As I was reading today’s devotional I encountered two words that were not common to me and after researching them and reading more about them I am fascinated and excited to share them with you. I realize these may not be new concepts to you and I hope I can share a new perspective with you. The first word was in the title, “Liminal Space.” Webster defines the word liminal as coming from the Latin word limen threshold – any point or place of entering or beginning. A liminal space is the time between the ‘what was’ and the ‘next.’ It is a place of transition, waiting, and not knowing. The second word was imperceptible which is defined as extremely slight, gradual, or subtle. I found a video on YouTube that explains liminal space and found it to be very interesting. I hope you find it beneficial as well as interesting.

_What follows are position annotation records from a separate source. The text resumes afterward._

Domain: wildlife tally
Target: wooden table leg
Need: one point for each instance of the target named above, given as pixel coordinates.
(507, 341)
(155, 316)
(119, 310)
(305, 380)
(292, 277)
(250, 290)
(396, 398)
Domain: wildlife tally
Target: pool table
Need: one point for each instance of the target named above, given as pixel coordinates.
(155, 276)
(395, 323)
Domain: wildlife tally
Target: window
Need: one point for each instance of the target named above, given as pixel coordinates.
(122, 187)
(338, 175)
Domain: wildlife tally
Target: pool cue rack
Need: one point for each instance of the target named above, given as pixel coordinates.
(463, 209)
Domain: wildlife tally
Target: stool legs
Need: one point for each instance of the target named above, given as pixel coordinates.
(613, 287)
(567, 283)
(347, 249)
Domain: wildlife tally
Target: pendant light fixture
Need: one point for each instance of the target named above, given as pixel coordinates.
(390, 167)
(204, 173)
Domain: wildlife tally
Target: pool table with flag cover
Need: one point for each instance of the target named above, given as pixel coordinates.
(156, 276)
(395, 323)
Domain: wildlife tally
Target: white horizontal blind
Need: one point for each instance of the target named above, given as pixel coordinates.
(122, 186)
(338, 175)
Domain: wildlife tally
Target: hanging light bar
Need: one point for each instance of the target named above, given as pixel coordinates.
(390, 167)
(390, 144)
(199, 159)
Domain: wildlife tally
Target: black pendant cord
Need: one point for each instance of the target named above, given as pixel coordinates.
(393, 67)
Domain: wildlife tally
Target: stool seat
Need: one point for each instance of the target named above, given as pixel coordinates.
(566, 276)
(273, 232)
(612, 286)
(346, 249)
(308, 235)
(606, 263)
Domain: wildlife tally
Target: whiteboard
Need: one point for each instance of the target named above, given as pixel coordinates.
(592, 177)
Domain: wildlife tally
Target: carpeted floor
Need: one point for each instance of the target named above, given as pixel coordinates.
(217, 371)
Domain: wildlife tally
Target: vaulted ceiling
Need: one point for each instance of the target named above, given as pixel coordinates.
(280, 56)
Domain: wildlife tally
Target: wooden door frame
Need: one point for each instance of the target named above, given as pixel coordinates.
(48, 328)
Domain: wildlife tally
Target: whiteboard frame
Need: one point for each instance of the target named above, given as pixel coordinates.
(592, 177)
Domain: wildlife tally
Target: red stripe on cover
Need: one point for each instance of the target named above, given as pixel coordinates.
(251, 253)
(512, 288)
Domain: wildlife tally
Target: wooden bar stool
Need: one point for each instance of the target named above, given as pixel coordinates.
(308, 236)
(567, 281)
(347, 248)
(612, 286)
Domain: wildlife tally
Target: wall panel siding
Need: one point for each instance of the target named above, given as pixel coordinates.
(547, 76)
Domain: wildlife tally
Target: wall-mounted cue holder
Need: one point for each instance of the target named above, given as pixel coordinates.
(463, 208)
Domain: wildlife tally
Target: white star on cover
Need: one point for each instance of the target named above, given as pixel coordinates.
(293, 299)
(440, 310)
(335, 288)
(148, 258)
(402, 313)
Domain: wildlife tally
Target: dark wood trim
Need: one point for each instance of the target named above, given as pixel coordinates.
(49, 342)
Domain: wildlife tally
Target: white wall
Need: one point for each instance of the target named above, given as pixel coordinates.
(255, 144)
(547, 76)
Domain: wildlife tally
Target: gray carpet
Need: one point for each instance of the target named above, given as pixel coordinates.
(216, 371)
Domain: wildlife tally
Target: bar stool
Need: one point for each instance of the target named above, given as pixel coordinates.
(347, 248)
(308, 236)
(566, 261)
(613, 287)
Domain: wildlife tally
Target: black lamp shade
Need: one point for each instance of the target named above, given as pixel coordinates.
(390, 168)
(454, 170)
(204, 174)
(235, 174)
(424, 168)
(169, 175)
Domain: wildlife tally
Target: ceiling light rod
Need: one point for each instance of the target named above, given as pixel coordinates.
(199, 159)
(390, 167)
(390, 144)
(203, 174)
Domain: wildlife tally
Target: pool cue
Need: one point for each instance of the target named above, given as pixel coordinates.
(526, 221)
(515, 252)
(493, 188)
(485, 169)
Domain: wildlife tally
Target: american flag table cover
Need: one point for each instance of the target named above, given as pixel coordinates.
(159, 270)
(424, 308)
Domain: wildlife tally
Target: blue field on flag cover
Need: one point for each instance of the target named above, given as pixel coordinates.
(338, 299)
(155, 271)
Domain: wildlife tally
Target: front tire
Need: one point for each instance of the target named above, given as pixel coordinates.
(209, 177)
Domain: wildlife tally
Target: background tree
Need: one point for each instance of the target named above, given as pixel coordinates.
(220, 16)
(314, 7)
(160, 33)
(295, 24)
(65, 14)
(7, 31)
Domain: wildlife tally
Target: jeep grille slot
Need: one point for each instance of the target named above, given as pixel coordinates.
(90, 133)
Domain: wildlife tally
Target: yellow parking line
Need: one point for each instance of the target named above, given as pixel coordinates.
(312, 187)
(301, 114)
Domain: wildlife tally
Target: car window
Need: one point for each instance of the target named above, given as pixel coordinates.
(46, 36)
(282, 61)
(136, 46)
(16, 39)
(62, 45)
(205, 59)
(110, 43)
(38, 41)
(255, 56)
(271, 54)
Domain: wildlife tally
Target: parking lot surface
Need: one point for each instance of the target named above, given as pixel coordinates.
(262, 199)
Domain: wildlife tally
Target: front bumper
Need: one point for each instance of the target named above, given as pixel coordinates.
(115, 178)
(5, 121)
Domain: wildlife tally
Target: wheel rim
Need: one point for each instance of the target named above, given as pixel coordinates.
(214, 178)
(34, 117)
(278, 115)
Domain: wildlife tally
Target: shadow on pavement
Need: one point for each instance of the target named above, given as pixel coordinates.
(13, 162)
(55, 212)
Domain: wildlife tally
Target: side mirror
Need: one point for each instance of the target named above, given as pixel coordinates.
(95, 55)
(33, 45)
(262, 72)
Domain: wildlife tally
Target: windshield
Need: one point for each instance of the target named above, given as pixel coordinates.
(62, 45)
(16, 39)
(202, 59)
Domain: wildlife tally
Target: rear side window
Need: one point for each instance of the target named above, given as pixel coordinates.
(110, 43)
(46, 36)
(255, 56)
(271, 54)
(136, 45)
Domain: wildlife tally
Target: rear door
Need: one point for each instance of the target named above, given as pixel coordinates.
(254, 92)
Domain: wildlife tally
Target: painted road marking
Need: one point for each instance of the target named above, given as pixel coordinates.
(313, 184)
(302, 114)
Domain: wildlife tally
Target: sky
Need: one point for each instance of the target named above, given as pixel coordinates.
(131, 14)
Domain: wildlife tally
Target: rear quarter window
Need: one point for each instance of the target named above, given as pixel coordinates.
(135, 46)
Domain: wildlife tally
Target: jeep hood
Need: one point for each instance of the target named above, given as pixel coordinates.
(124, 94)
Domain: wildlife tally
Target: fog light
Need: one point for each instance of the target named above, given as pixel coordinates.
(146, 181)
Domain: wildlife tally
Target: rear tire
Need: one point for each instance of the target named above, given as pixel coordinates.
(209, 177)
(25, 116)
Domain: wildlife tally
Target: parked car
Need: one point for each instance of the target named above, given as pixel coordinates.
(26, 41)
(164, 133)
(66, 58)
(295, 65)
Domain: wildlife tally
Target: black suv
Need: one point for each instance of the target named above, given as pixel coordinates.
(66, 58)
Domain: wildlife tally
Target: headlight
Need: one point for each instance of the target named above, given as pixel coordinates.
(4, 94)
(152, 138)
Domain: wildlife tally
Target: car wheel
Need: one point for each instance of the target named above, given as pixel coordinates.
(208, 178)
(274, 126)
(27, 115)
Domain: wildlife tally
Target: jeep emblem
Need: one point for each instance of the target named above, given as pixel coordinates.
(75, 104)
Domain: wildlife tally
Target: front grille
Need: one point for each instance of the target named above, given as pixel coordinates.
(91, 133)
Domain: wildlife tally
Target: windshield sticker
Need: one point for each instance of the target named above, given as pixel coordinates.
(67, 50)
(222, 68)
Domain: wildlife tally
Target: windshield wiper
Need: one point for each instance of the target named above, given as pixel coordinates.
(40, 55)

The scripture verse today paints a very clear picture of imperceptible for us as Jesus rises from the Jordan river after being baptized by John. “Just as Jesus was coming up out of the water, he saw heaven being torn open and the Spirit descending on him like a dove. And a voice came from heaven: “You are my Son, whom I love; with you I am well pleased.” ~Mark 1:10-11 https://www.biblegateway.com/passage?search=Mark%201:11&version=NIV
I had a friend describe Mark 1:10-11 as a single point in time where we read of the presence of Jesus; the Spirit descending upon Jesus and God, the Father telling the Son “I am well pleased.” All three are present at Jesus’ baptism and each having a significance role in Jesus’ ministry. Jesus is experiencing “luminal space and an imperceptible event.” In many ways we too are experiencing liminal space as we journey through Lent, we are examining our lives and are drawing near to God with expectations and intentionality as we pursue God and live into our created purpose. The writer today ends the devotional with a question…”Where is a place you have experienced God’s presence more than any other? What was it like to leave it?” I always seem to be conscious of God in nature and near water. One significant place was in Wisconsin near Lake Michigan. I was visiting the campus of Carthage College located in Kenosha, there was a small chapel in a wooded area where students could pray or meditate, it was quiet and calm, I truly felt the presence of God, it felt holy. Then there was the shore line of Lake Michigan, simply gorgeous views. I love the sound of the waves crashing into the shore and watching the water retreat as quickly as it came in. It’s always difficult to leave places that calms ones soul. Look for liminal spaces in your life and especially during our journey through Lent and seek to find imperceptible places in life to experience God.
Breath Prayer: Holy Spirit descend on my everyday life.